Taeyong tak merespon banyak ucapan dari mamanya. Ia mengambil tempat duduk dikursi disamping Casandra. Melihat anak lelakinya hanya diam dengan matanya menyorot dingin, tentu membuatnya penasaran dan melayangkan pertanyaan.

"Ada apa? Coba cerita sama mama."

"Nggak ada apa-apa, ma. Cuma capek." kata Taeyong beralasan meski tak sepenuhnya bohong, karena memang nyatanya ia sedang merasakan lelah yang amat sangat.

"Yaudah minum susunya trus tidur sana, sekalian kasih susu ini ke Elsyana dulu."

"Iya, nanti ma." sehabis berbicara seperti itu, Taeyong kembali berkutat dengan pikirannya sendiri.

Casandra tersenyum mengetahui anaknya tidak berubah sama sekali. Sejak kecil senang sekali diam dan menyimpan semua masalahnya sendiri. Mirip sekali dengan papanya, tapi inilah yang Casandra tidak sukai dari sikap kedua orang yang berharga dalam hidupnya ini. Kecuali Mahira, anak perempuannya itu meskipun terlihat kalem, tapi nyatanya tidak pernah suka memendam perasaannya. Mahira lebih mirip sekali dengan dirinya.

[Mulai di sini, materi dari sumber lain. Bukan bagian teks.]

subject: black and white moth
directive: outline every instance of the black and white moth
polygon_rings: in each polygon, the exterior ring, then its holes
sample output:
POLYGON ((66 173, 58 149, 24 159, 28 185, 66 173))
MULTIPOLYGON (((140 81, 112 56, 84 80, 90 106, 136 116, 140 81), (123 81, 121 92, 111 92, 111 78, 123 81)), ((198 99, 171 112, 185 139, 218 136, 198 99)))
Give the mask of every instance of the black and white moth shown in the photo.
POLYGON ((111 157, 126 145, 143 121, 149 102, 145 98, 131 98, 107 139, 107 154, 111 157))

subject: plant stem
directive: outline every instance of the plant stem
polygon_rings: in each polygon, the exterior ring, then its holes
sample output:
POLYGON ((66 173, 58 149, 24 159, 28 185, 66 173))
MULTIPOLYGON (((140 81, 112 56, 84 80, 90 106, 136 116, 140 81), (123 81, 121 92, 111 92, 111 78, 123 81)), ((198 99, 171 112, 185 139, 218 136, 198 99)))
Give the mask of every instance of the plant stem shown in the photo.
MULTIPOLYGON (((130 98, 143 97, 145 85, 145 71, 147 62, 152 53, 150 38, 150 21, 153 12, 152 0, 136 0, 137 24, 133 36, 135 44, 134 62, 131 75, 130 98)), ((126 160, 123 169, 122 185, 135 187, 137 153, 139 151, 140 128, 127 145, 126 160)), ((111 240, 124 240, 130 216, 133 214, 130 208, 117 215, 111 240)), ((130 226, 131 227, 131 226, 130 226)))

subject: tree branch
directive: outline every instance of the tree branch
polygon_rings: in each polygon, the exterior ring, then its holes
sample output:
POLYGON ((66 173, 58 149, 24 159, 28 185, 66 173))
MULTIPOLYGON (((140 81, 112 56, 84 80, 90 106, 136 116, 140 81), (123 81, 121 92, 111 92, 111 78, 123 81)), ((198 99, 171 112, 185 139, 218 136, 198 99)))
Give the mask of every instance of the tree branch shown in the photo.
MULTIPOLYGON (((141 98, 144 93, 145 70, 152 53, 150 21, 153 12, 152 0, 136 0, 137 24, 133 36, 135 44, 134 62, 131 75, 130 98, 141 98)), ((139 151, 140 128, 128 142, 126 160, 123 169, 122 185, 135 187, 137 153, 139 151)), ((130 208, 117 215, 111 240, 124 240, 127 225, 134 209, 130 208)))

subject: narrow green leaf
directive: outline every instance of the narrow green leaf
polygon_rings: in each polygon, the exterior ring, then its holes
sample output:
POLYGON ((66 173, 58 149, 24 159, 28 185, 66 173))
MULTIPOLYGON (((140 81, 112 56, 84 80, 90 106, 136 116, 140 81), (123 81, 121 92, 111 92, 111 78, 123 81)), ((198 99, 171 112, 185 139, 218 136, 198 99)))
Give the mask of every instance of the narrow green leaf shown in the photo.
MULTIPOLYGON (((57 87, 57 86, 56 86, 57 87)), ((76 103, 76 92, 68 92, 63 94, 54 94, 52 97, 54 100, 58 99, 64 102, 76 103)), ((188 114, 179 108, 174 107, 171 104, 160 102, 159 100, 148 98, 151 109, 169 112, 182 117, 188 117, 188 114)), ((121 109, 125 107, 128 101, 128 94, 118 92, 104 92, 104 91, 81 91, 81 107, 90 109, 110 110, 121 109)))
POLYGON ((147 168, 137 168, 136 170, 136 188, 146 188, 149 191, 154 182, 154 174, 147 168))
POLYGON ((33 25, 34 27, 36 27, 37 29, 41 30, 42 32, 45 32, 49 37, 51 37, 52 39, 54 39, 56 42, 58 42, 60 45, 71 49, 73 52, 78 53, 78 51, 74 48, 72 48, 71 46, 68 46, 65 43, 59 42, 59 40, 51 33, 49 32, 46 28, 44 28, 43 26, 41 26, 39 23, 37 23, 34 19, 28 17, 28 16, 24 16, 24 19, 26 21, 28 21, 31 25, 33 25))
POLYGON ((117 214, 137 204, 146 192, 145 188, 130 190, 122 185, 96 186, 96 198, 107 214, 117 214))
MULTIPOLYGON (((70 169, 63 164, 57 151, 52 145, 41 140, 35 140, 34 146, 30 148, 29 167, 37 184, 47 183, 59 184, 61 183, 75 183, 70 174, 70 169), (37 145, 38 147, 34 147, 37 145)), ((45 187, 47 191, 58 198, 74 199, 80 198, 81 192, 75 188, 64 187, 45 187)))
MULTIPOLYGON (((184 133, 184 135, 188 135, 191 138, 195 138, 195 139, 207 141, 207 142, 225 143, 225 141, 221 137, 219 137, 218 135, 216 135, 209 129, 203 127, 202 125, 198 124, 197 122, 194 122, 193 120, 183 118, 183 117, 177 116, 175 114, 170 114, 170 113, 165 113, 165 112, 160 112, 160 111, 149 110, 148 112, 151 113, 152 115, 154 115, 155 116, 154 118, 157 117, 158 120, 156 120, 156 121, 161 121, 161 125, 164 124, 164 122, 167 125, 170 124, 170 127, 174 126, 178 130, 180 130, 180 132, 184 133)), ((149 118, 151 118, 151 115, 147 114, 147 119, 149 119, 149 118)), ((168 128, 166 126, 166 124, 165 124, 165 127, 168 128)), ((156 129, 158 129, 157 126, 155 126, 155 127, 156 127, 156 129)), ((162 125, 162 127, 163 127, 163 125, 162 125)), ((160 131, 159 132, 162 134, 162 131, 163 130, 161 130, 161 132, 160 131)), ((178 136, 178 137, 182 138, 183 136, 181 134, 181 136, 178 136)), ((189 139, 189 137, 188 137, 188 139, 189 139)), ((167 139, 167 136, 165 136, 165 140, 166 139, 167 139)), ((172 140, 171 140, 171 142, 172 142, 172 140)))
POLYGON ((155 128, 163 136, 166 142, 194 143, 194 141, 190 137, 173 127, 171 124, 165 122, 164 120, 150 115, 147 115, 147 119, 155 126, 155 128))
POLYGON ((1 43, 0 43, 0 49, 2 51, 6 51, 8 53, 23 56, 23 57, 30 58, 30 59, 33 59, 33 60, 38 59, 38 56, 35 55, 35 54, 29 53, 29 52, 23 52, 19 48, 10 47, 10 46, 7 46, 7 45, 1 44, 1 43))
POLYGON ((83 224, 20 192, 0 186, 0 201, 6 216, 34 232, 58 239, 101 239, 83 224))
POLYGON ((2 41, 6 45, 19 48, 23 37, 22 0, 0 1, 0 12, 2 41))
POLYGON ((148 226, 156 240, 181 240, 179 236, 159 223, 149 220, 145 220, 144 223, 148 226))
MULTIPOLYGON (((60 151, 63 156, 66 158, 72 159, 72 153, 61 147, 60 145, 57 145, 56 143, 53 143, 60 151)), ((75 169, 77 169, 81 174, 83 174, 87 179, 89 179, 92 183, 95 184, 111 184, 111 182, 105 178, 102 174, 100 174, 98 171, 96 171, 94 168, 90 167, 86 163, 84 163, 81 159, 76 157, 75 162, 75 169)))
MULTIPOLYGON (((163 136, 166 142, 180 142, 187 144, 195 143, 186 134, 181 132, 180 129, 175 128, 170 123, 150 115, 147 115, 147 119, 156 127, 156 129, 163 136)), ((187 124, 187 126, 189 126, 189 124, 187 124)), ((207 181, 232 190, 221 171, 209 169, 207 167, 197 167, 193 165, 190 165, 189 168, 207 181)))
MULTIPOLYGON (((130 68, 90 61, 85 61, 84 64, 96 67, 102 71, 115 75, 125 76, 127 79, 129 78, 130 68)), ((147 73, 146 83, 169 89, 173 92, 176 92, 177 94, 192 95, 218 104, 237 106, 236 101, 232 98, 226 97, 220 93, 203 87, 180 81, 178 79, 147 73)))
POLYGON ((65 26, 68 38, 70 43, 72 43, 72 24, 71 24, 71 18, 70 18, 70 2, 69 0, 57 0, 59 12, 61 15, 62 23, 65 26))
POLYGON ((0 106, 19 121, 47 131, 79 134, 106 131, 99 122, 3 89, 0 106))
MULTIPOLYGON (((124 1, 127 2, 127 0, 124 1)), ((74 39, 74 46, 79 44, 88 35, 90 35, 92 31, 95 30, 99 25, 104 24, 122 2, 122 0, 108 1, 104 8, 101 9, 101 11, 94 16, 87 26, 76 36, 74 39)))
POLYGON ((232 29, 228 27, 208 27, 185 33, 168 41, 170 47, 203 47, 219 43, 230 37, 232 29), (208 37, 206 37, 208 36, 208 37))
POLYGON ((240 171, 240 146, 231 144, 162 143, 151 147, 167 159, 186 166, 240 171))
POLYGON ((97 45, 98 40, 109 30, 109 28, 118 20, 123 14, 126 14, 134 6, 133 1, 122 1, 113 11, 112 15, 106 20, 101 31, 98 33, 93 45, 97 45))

Rasa kantuk Casandra datang juga, beda dengan anaknya yang masih saja berdiam diri. "Mama ngantuk, mau tidur. Kamu kalo udah mau cerita, besok ya?" tanya Casandra dan bersiap beranjak menuju kamarnya.

Taeyong hanya mengangguk meski ia sudah menunggu sebentar, menanti respon lain dari anaknya itu. Casandra hanya mengelus lembut bahu Taeyong "Kalo ada masalah sama Elsyana, saran mama lebih baik kalian obrolin baik-baik. Jangan sampai kalian buang-buang waktu lagi kayak kemarin dan malah menyiksa diri kalian berdua, oke."

Taeyong mendengarkan walau dirinya hanya diam, sampai Casandra pergi kekamarnya dan meninggalkannya sendiri. Cukup lama ia berada didapur sambil terus memandangi susu coklat yang sudah mendingin itu. Bahkan mamanya saja sudah paham betul dengan kesukaan Elsyana. Padahal dulu mamanya sering sekali berdebat sampai akhirnya memarahi Elsyana yang sering sekali menjawab ucapannya.

"Kok lama?" Taeyong merasakan pundaknya berat, kini ia sedang dipeluk dari belakang oleh Elsyana, gadis yang membuatnya gundah gulana ditengah malam seperti ini.

"Kenapa belum tidur?" tanyanya pelan dan merasakan Elsyana menggeleng dilehernya. "Mama tadi bikinin susu, tapi kayaknya udah mulai dingin. Mau dibuatin yang baru?" tawar Taeyong tetapi lagi-lagi Elsyana menggeleng.

"Maaf..." bisik Elsyana lirih. "Aku maunya dimaafin sama Taeyong..." Ia sangat tau Taeyong ini amat sangat marah padanya, makanya bisa bersikap seperti ini.

Memang tidak marah secara terang-terangan. Bahkan cowok itu terkesan masih memperhatikannya dengan merawat lukanya dan menawarkan ini itu, tapi tatapan itu berbeda. Sorotnya dingin, dan hangatnya memudar.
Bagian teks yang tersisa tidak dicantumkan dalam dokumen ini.